From the Wall Street Journal
With the headlines full of oil spills and immigration, the Obama Administration's regulatory agenda is getting little attention. That's a mistake. Consider the Environmental Protection Agency's effort to revive an assault on atrazine, one of the oldest, most well-established agricultural chemicals on the market. Just this past week, the EPA held its third "re-evaluation" hearing on atrazine.
Atrazine is the nation's second-most common herbicide. For 50 years it has been the farm industry's primary crop protector. In the U.S., the weed killer is used in the production of 60% of corn, 75% of sorghum and 90% of sugarcane.
Since atrazine's debut in 1959, 10 Administrations have endorsed its use. The EPA in 2006 completed a 12-year review involving 6,000 studies and 80,000 public comments. In re-registering the product, the agency concluded the cumulative risks posed "no harm that would result to the general U.S. population, infant, children or other . . . consumers." The World Health Organization has found no health concerns.
None of this has stopped the most politicized environmental groups, which oppose both chemicals and the idea of industrial farming itself. Organizations such as the Natural Resources Defense Council have spent years ginning up claims that atrazine in groundwater causes cancer, birth defects and other maladies. Manufacturers such as Syngenta have been required to conduct millions of dollars worth of studies investigating these alarmist claims. EPA staff routinely review the studies in atrazine's favor.
But now the Obama Administration has begun to fill such agencies with hires who are either sympathetic to, or even hail from, these activist groups. Consider the EPA's new head for toxic substances, Stephen Owens. As director of Arizona's Department of Environmental Quality, he so aggressively imposed an activist's climate agenda that the state legislature voted to strip his department of authority to enact greenhouse gas rules.
In August, the NRDC and the Pesticide Action Network began a new campaign against atrazine.

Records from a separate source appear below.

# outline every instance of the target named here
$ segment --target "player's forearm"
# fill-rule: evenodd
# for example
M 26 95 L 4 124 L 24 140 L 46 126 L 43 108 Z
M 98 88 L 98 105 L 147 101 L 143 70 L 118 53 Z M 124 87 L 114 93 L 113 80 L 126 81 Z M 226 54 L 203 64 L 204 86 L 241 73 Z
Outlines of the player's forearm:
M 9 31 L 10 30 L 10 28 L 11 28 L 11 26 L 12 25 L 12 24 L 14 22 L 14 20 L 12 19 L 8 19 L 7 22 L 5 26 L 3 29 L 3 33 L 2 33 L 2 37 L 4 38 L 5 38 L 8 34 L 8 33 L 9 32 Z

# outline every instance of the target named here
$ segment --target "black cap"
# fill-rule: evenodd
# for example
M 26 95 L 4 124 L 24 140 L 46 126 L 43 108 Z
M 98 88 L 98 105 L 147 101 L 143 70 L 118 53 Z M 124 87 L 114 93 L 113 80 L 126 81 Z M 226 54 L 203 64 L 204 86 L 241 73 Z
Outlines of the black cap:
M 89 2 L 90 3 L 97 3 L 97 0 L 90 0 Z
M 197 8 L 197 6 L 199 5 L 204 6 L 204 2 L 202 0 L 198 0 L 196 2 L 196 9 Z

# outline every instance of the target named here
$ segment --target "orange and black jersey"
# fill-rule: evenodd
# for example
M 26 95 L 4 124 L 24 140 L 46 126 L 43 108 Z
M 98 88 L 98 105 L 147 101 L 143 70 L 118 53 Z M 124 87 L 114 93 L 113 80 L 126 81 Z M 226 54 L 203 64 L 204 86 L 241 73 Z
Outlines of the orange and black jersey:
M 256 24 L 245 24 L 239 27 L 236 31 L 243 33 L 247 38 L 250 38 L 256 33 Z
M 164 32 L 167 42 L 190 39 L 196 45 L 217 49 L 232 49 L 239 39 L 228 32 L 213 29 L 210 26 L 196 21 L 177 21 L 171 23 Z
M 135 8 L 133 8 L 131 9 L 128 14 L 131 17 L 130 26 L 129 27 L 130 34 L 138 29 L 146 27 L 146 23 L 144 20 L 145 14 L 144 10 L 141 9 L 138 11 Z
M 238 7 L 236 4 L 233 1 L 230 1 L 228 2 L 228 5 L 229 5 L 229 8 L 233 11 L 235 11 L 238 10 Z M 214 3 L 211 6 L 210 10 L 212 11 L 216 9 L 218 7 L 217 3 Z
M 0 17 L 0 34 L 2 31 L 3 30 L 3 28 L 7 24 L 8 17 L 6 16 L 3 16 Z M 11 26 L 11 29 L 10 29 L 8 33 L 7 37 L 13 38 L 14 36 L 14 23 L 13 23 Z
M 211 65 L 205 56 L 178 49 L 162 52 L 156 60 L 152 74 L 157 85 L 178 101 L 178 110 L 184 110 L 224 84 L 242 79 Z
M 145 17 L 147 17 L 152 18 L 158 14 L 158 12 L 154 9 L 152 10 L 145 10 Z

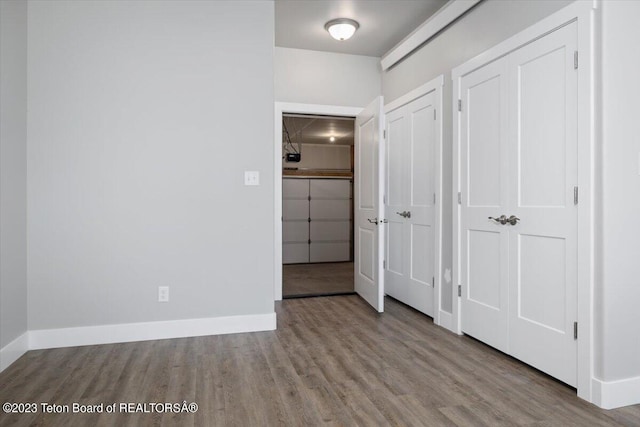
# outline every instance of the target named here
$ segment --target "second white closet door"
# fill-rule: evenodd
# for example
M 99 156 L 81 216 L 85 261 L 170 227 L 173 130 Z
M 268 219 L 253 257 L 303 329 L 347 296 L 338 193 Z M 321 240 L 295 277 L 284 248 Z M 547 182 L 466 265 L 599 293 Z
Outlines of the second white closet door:
M 435 94 L 387 115 L 385 292 L 433 316 Z
M 573 23 L 463 76 L 460 129 L 462 330 L 574 386 L 575 50 Z

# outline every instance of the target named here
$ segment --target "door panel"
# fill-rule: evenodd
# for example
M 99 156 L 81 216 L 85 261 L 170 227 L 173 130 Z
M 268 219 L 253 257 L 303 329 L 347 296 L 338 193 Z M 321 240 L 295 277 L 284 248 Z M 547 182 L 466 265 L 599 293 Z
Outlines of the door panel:
M 351 215 L 350 200 L 314 200 L 309 202 L 312 219 L 348 219 Z
M 306 242 L 309 240 L 309 222 L 285 221 L 282 223 L 283 242 Z
M 429 242 L 433 239 L 431 227 L 411 224 L 411 271 L 410 278 L 420 285 L 431 286 L 433 253 Z
M 378 312 L 384 311 L 382 218 L 379 186 L 382 149 L 382 97 L 356 117 L 355 137 L 355 290 Z
M 499 59 L 461 82 L 462 331 L 508 351 L 507 78 Z M 466 167 L 465 167 L 466 166 Z
M 309 243 L 282 243 L 283 264 L 306 264 L 309 262 Z
M 509 56 L 511 353 L 575 386 L 577 346 L 576 24 Z M 526 338 L 525 338 L 526 337 Z
M 309 219 L 309 201 L 284 199 L 282 201 L 282 218 L 284 220 Z
M 311 262 L 349 261 L 349 242 L 311 242 L 309 260 Z
M 349 243 L 349 221 L 311 221 L 309 238 L 312 242 L 322 240 L 344 240 Z
M 398 212 L 406 210 L 406 151 L 409 145 L 407 139 L 407 113 L 406 107 L 387 114 L 387 140 L 385 150 L 386 174 L 385 174 L 385 219 L 386 246 L 385 259 L 385 292 L 387 295 L 406 302 L 408 289 L 406 285 L 406 257 L 408 255 L 405 245 L 407 236 L 404 229 L 404 220 Z
M 431 92 L 387 114 L 385 179 L 387 294 L 431 316 L 435 101 Z
M 409 147 L 406 163 L 407 211 L 411 217 L 405 220 L 407 234 L 407 287 L 408 304 L 433 316 L 434 234 L 435 221 L 435 146 L 436 146 L 436 97 L 433 92 L 407 105 L 409 114 Z
M 573 23 L 460 80 L 462 330 L 574 386 L 575 50 Z
M 501 166 L 506 129 L 504 61 L 465 78 L 465 113 L 469 206 L 500 208 L 504 203 Z

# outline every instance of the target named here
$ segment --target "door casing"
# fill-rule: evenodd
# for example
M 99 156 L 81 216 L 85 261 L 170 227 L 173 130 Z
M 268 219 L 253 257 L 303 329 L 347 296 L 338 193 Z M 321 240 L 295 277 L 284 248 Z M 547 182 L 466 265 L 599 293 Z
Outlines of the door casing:
M 282 300 L 282 113 L 318 114 L 326 116 L 355 117 L 362 111 L 361 107 L 341 107 L 322 104 L 298 104 L 276 102 L 274 107 L 274 289 L 275 301 Z

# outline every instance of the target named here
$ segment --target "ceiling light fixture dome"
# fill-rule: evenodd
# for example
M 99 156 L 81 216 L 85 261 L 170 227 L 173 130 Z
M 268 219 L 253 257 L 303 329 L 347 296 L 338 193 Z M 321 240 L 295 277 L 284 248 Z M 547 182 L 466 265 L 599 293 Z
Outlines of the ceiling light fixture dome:
M 348 40 L 360 28 L 357 21 L 349 18 L 332 19 L 324 24 L 324 29 L 329 31 L 331 37 L 336 40 Z

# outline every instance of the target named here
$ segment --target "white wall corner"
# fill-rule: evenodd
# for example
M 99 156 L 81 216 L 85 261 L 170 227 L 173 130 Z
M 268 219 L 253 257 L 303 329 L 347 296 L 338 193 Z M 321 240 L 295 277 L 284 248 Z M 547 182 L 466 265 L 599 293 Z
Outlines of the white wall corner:
M 276 313 L 29 331 L 29 350 L 273 331 Z M 4 360 L 4 359 L 3 359 Z
M 0 372 L 8 368 L 9 365 L 18 360 L 28 350 L 29 335 L 28 332 L 25 332 L 0 349 Z
M 593 378 L 592 403 L 603 409 L 640 404 L 640 377 L 618 381 Z
M 434 323 L 457 334 L 457 331 L 453 327 L 453 315 L 448 311 L 439 310 L 438 322 L 436 323 L 434 319 Z

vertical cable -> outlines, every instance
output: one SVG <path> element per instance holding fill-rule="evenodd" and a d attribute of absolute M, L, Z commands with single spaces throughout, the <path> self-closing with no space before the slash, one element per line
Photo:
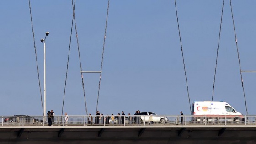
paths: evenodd
<path fill-rule="evenodd" d="M 43 115 L 44 115 L 43 112 L 43 98 L 42 96 L 42 90 L 41 88 L 41 84 L 40 84 L 40 77 L 39 77 L 39 69 L 38 69 L 38 64 L 37 62 L 37 48 L 36 48 L 36 42 L 35 41 L 35 34 L 34 33 L 34 28 L 33 27 L 33 21 L 32 21 L 32 14 L 31 12 L 31 6 L 30 5 L 30 0 L 28 0 L 28 3 L 29 4 L 29 11 L 30 11 L 30 19 L 31 20 L 31 26 L 32 26 L 32 32 L 33 33 L 33 40 L 34 41 L 34 48 L 35 49 L 35 54 L 36 55 L 36 61 L 37 63 L 37 76 L 38 78 L 38 83 L 39 85 L 39 90 L 40 92 L 40 96 L 41 96 L 41 102 L 42 103 L 42 108 L 43 110 Z"/>
<path fill-rule="evenodd" d="M 108 16 L 108 9 L 109 8 L 109 0 L 108 0 L 108 2 L 107 3 L 107 18 L 106 19 L 106 24 L 105 24 L 105 33 L 104 33 L 104 42 L 103 42 L 103 48 L 102 50 L 102 55 L 101 57 L 101 74 L 100 75 L 100 80 L 99 81 L 99 89 L 98 90 L 98 97 L 97 98 L 97 105 L 96 106 L 96 112 L 98 111 L 98 103 L 99 102 L 99 96 L 100 95 L 100 87 L 101 85 L 101 74 L 102 73 L 102 65 L 103 64 L 103 56 L 104 56 L 104 48 L 105 48 L 105 41 L 106 40 L 106 34 L 107 33 L 107 17 Z"/>
<path fill-rule="evenodd" d="M 214 71 L 214 78 L 213 80 L 213 95 L 212 96 L 212 101 L 213 101 L 213 94 L 214 91 L 214 85 L 215 84 L 215 78 L 216 78 L 216 74 L 217 71 L 217 64 L 218 62 L 218 55 L 219 53 L 219 41 L 220 40 L 220 32 L 221 32 L 221 25 L 222 24 L 222 17 L 223 16 L 223 9 L 224 7 L 224 0 L 223 0 L 223 3 L 222 4 L 222 10 L 221 11 L 221 18 L 220 18 L 220 26 L 219 27 L 219 41 L 218 42 L 218 48 L 217 48 L 217 56 L 216 56 L 216 64 L 215 64 L 215 70 Z"/>
<path fill-rule="evenodd" d="M 189 97 L 189 93 L 188 92 L 188 86 L 187 85 L 187 74 L 186 72 L 186 67 L 185 65 L 185 60 L 184 59 L 183 51 L 182 49 L 182 44 L 181 43 L 181 32 L 180 31 L 180 25 L 179 24 L 179 20 L 178 19 L 178 12 L 177 12 L 177 7 L 176 6 L 176 0 L 174 0 L 174 3 L 175 3 L 175 10 L 176 11 L 176 16 L 177 17 L 177 23 L 178 23 L 178 29 L 179 30 L 179 36 L 180 37 L 180 43 L 181 43 L 181 53 L 182 54 L 182 59 L 183 62 L 183 67 L 185 72 L 185 77 L 186 78 L 186 83 L 187 84 L 187 96 L 188 96 L 188 102 L 189 103 L 189 108 L 190 108 L 190 112 L 191 112 L 191 104 L 190 104 L 190 98 Z"/>
<path fill-rule="evenodd" d="M 74 10 L 74 9 L 75 9 L 75 7 L 72 7 L 72 9 Z M 73 16 L 72 16 L 72 24 L 71 24 L 71 32 L 70 32 L 70 37 L 69 38 L 69 54 L 68 55 L 68 61 L 67 62 L 67 70 L 66 71 L 66 78 L 65 79 L 65 85 L 64 85 L 64 96 L 63 96 L 63 102 L 62 103 L 62 110 L 61 111 L 61 115 L 63 115 L 63 109 L 64 109 L 64 100 L 65 99 L 65 91 L 66 91 L 66 83 L 67 83 L 67 79 L 68 78 L 68 68 L 69 68 L 69 54 L 70 54 L 70 45 L 71 44 L 71 38 L 72 38 L 72 30 L 73 30 L 73 22 L 74 22 L 74 15 L 73 15 Z"/>
<path fill-rule="evenodd" d="M 76 42 L 77 43 L 77 48 L 78 49 L 78 56 L 79 57 L 79 63 L 80 64 L 80 71 L 81 72 L 81 78 L 82 78 L 82 86 L 83 87 L 83 90 L 84 92 L 84 97 L 85 98 L 85 112 L 86 112 L 86 115 L 88 115 L 87 112 L 87 106 L 86 104 L 86 99 L 85 97 L 85 85 L 84 83 L 84 77 L 83 76 L 83 73 L 82 72 L 82 64 L 81 64 L 81 57 L 80 56 L 80 50 L 79 49 L 79 43 L 78 43 L 78 36 L 77 35 L 77 29 L 76 28 L 76 23 L 75 22 L 75 2 L 73 4 L 73 0 L 72 0 L 72 6 L 73 6 L 73 14 L 74 16 L 74 20 L 75 22 L 75 36 L 76 37 Z"/>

In October, the EPA announced it would begin a re-re-evaluation of atrazine with a series of scientific panel meeting, and those are underway. The goal seems to be to lay the groundwork to ban atrazine.
Among the environmental lobby's new lines of attack is that some U.S. water systems occasionally show "spikes" in the chemical. This ignores that the EPA's drinking water standard for atrazine—three parts per billion—has a built-in, 1,000-fold safety factor. It ignores EPA findings that atrazine isn't likely to be carcinogenic to humans.
Also re-energized by the EPA's sudden interest in atrazine is, you guessed it, the plaintiffs bar. Tort kingpin Stephen Tillery, joined by Baron & Budd, filed a class action in 2004 against atrazine makers in tort-friendly Madison County, Illinois, but they've struggled even there. The EPA's re-re-evaluation is already helping the lawyers sign up more water-district plaintiffs—Mr. Tillery has filed a new federal class action—and it surely will provide ammunition in court.
There is an agenda here far more ambitious than getting one chemical. The environmental lobby wants more farmland retired to "nature," and one way to do that is to make farming more expensive. The EPA notes that eliminating atrazine would cost $2 billion annually in lost crop yields and substituting more expensive herbicides. Some farmers would go out of business or ask the federal government for more subsidies.
The environmental lobby also figures that if it can take down atrazine with its long record of clean health, it can get the EPA to prohibit anything. Sounds plausible. Between this and its determination to regulate greenhouse gases, the Obama EPA is proving itself a regulatory fundamentalist, with scant regard for good science or economics.